Future of council services hangs in the balance following financial update

The members were treated to stark reality at County Hall this week when financial controller John Dempsey spelt out the current financial situation for Kilkenny County Council for the year ahead.

Members listened intently to the news that there is ‘no leeway’ this year within the budget and even at that, some services may need to be dropped in order to foot the bills.

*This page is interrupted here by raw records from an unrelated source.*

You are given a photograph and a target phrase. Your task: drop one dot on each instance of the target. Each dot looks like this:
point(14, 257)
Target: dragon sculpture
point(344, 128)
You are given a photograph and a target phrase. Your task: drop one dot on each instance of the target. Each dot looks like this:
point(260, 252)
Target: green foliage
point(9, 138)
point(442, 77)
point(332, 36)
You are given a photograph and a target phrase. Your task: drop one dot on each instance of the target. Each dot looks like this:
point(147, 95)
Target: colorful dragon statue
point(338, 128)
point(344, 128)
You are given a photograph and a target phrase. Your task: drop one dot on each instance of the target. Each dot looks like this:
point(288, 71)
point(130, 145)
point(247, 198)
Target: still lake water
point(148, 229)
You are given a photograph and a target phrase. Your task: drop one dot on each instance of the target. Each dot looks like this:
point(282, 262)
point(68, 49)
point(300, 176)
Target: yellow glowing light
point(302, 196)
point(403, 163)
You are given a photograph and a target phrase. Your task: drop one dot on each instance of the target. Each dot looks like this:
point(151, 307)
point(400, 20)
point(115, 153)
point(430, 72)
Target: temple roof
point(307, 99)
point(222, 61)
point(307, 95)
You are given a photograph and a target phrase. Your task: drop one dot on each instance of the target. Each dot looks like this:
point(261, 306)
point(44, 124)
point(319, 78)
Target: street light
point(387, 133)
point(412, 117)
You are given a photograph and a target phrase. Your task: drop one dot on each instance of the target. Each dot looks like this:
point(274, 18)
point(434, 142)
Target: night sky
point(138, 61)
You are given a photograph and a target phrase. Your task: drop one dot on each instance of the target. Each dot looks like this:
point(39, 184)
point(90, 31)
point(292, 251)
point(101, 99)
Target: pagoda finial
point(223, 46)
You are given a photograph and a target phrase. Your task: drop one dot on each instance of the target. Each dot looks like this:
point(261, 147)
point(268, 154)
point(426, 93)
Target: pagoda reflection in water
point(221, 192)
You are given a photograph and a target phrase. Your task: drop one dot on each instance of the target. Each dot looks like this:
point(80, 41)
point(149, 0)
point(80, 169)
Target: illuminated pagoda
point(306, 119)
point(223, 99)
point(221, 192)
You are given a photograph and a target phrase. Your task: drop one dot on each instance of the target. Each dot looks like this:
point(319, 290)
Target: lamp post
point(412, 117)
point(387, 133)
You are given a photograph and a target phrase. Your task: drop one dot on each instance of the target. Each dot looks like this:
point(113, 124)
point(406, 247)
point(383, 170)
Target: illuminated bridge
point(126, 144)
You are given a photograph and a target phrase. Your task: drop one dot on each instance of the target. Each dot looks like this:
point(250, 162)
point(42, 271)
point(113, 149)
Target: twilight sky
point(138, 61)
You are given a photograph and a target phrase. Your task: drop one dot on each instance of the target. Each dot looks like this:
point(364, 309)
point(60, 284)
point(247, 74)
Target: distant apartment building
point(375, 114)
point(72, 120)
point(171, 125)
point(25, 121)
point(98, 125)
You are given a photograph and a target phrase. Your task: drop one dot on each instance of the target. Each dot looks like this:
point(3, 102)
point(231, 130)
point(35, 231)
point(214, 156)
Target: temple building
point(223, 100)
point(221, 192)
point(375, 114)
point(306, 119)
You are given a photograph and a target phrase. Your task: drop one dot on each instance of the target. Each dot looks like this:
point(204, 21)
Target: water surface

Mr Dempsey told the members at this month’s meeting of Kilkenny County Council, “service cuts are the only option to avoid deficit. We don’t know what government funding allocation we are going to get this year but we are bound to have a reduced budget again this year. We’ve had to adjust our spending this year when comparing to 2009 and next year there will need to be further adjustment. We’ve had €2m of budget cuts this year already and we have been successful in-so-far as we haven’t exceeded our budget as a result,” he said.

Mr Dempsey also outlined the main areas that were dramatically affecting the income to the council to the members.

“Capital sources of funding to local government are down everywhere and Kilkenny has had a 14 per cent reduction in funding since 2008 from €81m to €70m. Development charges which were the main source of local capital projects are a huge loss and the projection of €11.5m worth of development charges has turned out to be completely unrealistic and now we are in a situation where instead of €11.5m we have €1m-€1.5m to work with, which is a drop of an unprecedented 90 per cent.

“The capital budget is constrained in every service area but the biggest pressure area for local funding is water services as roughly 30 per cent of the spend on water services was coming from development charges. In 2011 there is simply no room for manoeuvre — we just don’t have the same scope. We are down to basic service provision at the moment and we still don’t know what government funding allocation we are going to get as of yet for 2011. We expect a substantial reduction on an already very tight budget and service cuts are really the only option,” he predicted.